Help children analyze television by watching shows and discussing some salient points. Identify the main characters. How many males and females are there as main characters? Who talks more? Who has the more important roles? Who do you like best? Why? What is the main idea behind the show? What are the strong and weak points in the show?

Observe television commercials. Who do the advertisements target? How many advertisements focus on females, and on males? How are men and women portrayed (appearance and roles)? How are they similar and different? Are the advertisements realistic? Are they effective? How might you change them?

Watch a news program. Count the number of male and female reporters. Who talks more? Who tells the most important stories? Who are the anchors? Who reports the weather and who reports the sports? Who are the subjects of the news stories (by gender and other areas of diversity)?

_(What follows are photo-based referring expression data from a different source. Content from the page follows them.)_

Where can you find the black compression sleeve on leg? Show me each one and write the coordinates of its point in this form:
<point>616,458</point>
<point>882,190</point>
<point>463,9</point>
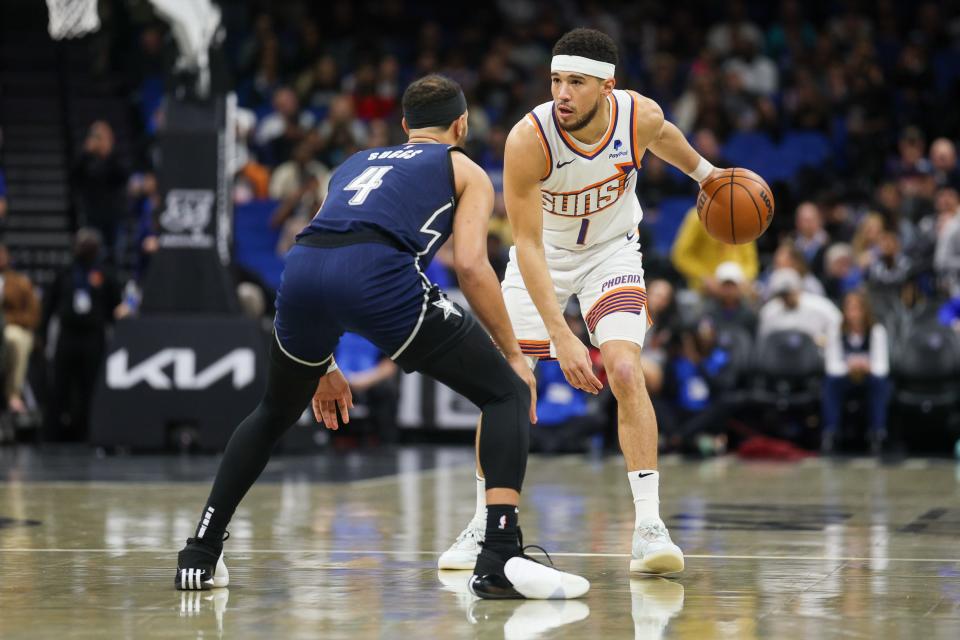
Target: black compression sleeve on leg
<point>290,387</point>
<point>475,369</point>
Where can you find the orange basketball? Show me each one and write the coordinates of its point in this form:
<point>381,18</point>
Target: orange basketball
<point>735,206</point>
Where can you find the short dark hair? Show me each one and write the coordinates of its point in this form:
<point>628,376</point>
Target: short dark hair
<point>588,43</point>
<point>430,90</point>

As you drive with your child, analyze the radio shows. How often do you hear female voices? Who tells the news, a male or a female? Do you hear more male voices in advertising spots than female? Are certain radio stations more equitable? Whose voice do you like to hear? Do the roles of males and females change with the style of show (news, information, music, sports)? Discuss these findings with your child and explore her or his ideas for making radio more equitable.


Ask to visit your child's (or grandchild's, niece's, nephew's) school and observe in his/her classroom. Notice the displays as you enter the building. Are there more males than females displayed on bulletin boards? If it's a secondary school, are the halls filled with male sports trophy showcases or are there equitable displays focusing on female accomplishments? How is the classroom arranged? Are genders isolated or grouped together or is there integration in the seating arrangement? Observe the bulletin boards in the classroom. Are there posters that only showcase one gender or is it equitable? Observe the teacher. Is he/she equitable in calling on students? (This will require keeping a careful tally of who talks in class.) Do the boys call out more frequently than the girls or is it equal? Talk with your child (or grandchild, niece, nephew) about your visit. Ask for the child's perceptions on these areas. Are those perceptions congruent with your findings? If not, how do you explain the differences? You may want to share your findings with school officials. Use your conversation time to talk about gender equity and what it means.


Review chores and major responsibilities in your home (e.g., who cooks, who cleans up, who takes the trash out). Are these tasks gender generated? Exchange roles for one day. How did it feel? Did you like doing something different? Is it a good idea to exchange responsibilities and try different tasks or do you always like to do the same things?


Take a child to a toy store. Before you go create an observation form together that describes the type of information that you want to collect when you visit the store. For example, are store sections labeled BOYS and GIRLS? Are dolls in one area and action figures in another? Are there more boys shopping in one section than girls? Who is pictured on toy packaging? When you return home, share your results and discuss what you learned about children and children's toys.


Review your actions and responses when dealing with boys and girls. Do you praise your female child or family member more for her looks than her competencies? Do you encourage problem solving for your daughter or do you tend to enable and immediately help solve the problem? How do you treat your male child or family member? Do you praise his looks more than his thinking ability? Do you tend to buy presents that are gender-specific (in the traditional sense)? Do you purchase birthday cards or birth congratulatory cards that focus on gender and traditional stereotypes (i.e., that girls are sweetness and spice and boys are rough and tough)? Do you subtly impose stereotypical expectations on your child or family members? Do you believe it is important to change these patterns? Why or why not? How would you change these patterns? How sensitive are you to other persons' comments or statements that may be gender biased? For example, do you accept hearing from your child's teacher such statements as "he's all boy" or she's a "typical girl."